2. Facteurs encourageant (+) ou limitant (-) l’utilisation des services d’urgence par les patients grands utilisateurs de ces services pour raison de SM 

Le Tableau 2 présente les facteurs encourageant (+) ou limitant (-) le recours fréquent aux urgences qu’ont rapporté les participants, incluant le nombre de participants ayant mentionné de tels facteurs. Les résultats de l’étude sont recensés en fonction des 4 catégories du cadre conceptuel explicitées précédemment. Le Tableau 3 contient des extraits des témoignages des participants, en rapport avec les facteurs encourageant ou limitant le recours à l’urgence. Les principaux facteurs reliés au système de santé expliquant le recours fréquent à l’urgence étaient l’indisponibilité de services en SM, et les difficultés d’accès et de gestion des services. L’indisponibilité des services ambulatoires se justifie en partie par l’insuffisance de ressources humaines et financières en SM, ce que la majorité des participants (n = 13/20) ont souligné. Les lacunes dans les suivis de longue durée offerts aux patients ont aussi été identifiées, plus particulièrement par le personnel des autres services de l’hôpital. Les difficultés d’accès qu’ont évoquées les participants concernaient plus spécifiquement les services de première ligne, surtout l’accès à un médecin de famille ou à un suivi psychosocial, particulièrement en CLSC. Les difficultés de gestion des services portaient principalement sur l’orientation des patients, et sur le fait que l’on devait s’assurer qu’ils reçoivent des services ambulatoires adéquats leur permettant d’éviter de recourir fréquemment à l’urgence.
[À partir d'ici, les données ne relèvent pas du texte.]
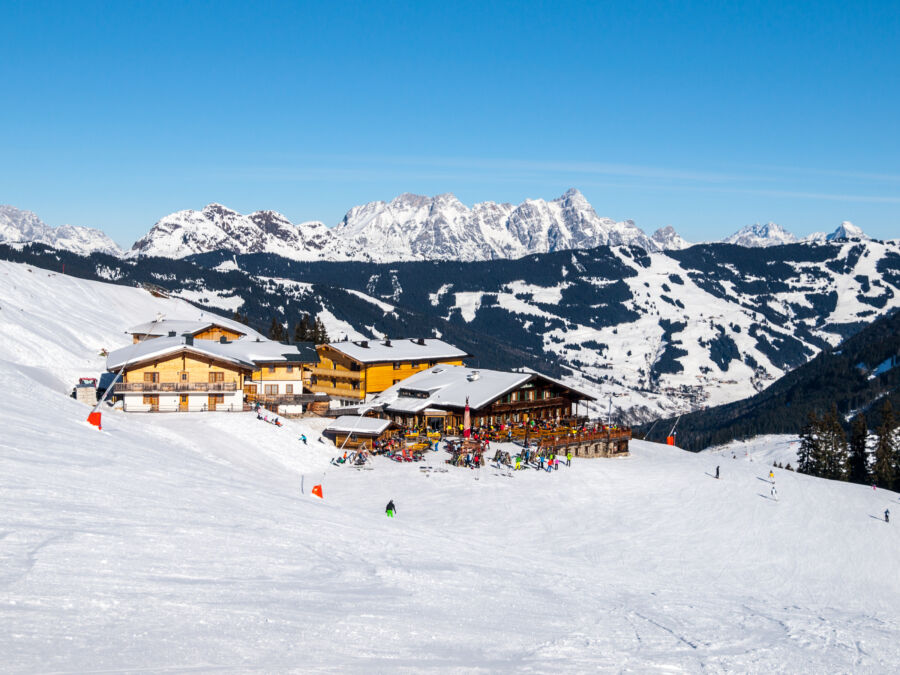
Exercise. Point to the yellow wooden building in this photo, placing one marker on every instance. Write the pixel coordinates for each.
(351, 370)
(168, 371)
(180, 374)
(199, 330)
Les principaux facteurs se rapportant aux profils des patients grands utilisateurs renvoyaient à certains des motifs de consultation évoqués à l’urgence, ainsi qu’aux problèmes liés aux suivis ou à la connaissance des services en SM. Les motifs mentionnés pour un nombre élevé de consultations à l’urgence s’expliquaient, entre autres, par certains diagnostics (troubles psychotiques, de l’humeur ou de la personnalité) ou problèmes psychosociaux (p. ex. itinérance) plus difficiles à traiter en raison de leur complexité. Plusieurs grands utilisateurs de l’urgence s’y présentaient pour troubles mentaux incidents, ou en période de crise. Les participants ont aussi indiqué que les problèmes psychosociaux étaient largement dus à la vulnérabilité des patients, laquelle pouvait être liée au manque de logement, de ressources financières, ou de soutien de la part des services ou de l’entourage. Les problèmes de suivi les plus souvent mentionnés concernaient les rendez-vous manqués et l’arrêt ou le refus de traitement, avec pour conséquence l’utilisation des services d’urgence comme principal prestataire de soins en SM. Le manque de connaissances de certains patients quant aux services offerts en SM a aussi contribué au risque de les amener à considérer l’urgence comme leur principal fournisseur de soins. Les participants ont rapporté que les immigrants, parce qu’ils connaissent moins le système de santé et les ressources ambulatoires mises à leur disposition, se trouvaient souvent dans cette situation.

Tableau 2

Facteurs encourageant (+) ou limitant (-) l’utilisation de l’urgence psychiatrique par les grands utilisateurs de ces services (3+ visites/année)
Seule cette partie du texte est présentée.